Magnetic activity in the form of magnetically powered flares, hot X-ray emitting coronal, UV-bright chromospheres and starspots is driven by an interior stellar dynamo. Whilst the details of how this dynamo works is still to some extent mysterious, the basic ingredients are agreed upon and can be empirically observed - those ingredients are fast rotation and an outer convection zone.
Fast rotation and convection generate and amplify magnetic fields and their buoyancy then brings them to the photosphere and corona. The convection and surface (differential) rotation then jiggle, shear and twist the magnetic fields, injecting magnetic potential energy that can be violently released in the form of field rearrangement, particle acceleration and consequent heating and flare emission.
M-dwarfs either have deep subphotospheric convection zones, or below about 35% the mass of the Sun, may be fully convective. As a result, for a given rotation rate, they tend to be more magnetically active than solar-type stars that have thinner convection zones; however there are two key features which lead to them being considered especially inhospitable to life.
Firstly (and I think the main answer to your question), both solar-type and M-dwarf stars begin their lives as rapidly rotating objects, with periods of a few days to a few hours. As a result, the Sun would also have been orders of magnitude more active than it is today. The difference between solar-type and M-dwarfs is that solar type stars spin-down and become much less active on timescales of a few hundred million years, but for M-dwarfs this process takes many billions of years. Thus they remain fast rotating and have relatively high levels of magnetic activity on timescales of the age of the galaxy - never giving any surrounding planets the chance to have billions of years of relative calm as in our own solar system.

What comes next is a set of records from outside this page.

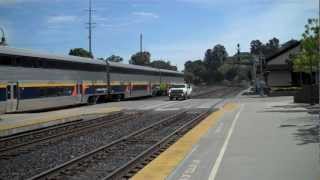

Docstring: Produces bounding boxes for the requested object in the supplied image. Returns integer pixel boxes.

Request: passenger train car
[0,46,184,113]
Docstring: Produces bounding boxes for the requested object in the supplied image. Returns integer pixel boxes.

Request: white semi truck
[168,84,192,100]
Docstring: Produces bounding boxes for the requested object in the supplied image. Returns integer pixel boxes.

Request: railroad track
[30,111,208,180]
[0,112,142,155]
[192,86,243,98]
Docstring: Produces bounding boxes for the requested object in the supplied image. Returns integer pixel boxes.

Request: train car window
[0,55,13,66]
[0,88,7,101]
[132,85,147,91]
[20,87,74,99]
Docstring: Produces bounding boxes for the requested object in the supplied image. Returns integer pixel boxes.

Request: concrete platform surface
[133,96,320,180]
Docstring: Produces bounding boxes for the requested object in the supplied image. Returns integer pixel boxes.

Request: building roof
[0,46,183,75]
[266,41,301,62]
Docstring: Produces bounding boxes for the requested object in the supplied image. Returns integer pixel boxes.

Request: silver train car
[0,46,184,113]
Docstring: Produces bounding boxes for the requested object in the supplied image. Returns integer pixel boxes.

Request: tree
[184,60,207,84]
[293,19,320,76]
[69,48,93,58]
[129,51,151,66]
[204,44,228,83]
[263,37,280,57]
[250,40,264,55]
[250,37,280,57]
[106,55,123,62]
[150,60,178,71]
[204,44,228,71]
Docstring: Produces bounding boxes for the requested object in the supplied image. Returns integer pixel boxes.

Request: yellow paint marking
[0,107,121,131]
[132,103,239,180]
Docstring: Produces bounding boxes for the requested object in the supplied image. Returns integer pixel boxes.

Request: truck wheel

Secondly, M-dwarf planets in the "habitable zone", where their equilibrium temperatures are suitable for liquid water, are much closer to the star than is the Earth to the Sun. That is because their overall luminosity is much lower and so the ratio of "magnetic activity emissions" to bolometric luminosty is higher for the same absolute level of magnetic activity. This means that the harmful radiation due to magnetic activity is comparatively much more intense and damaging for habitable zone planets around an M-dwarf.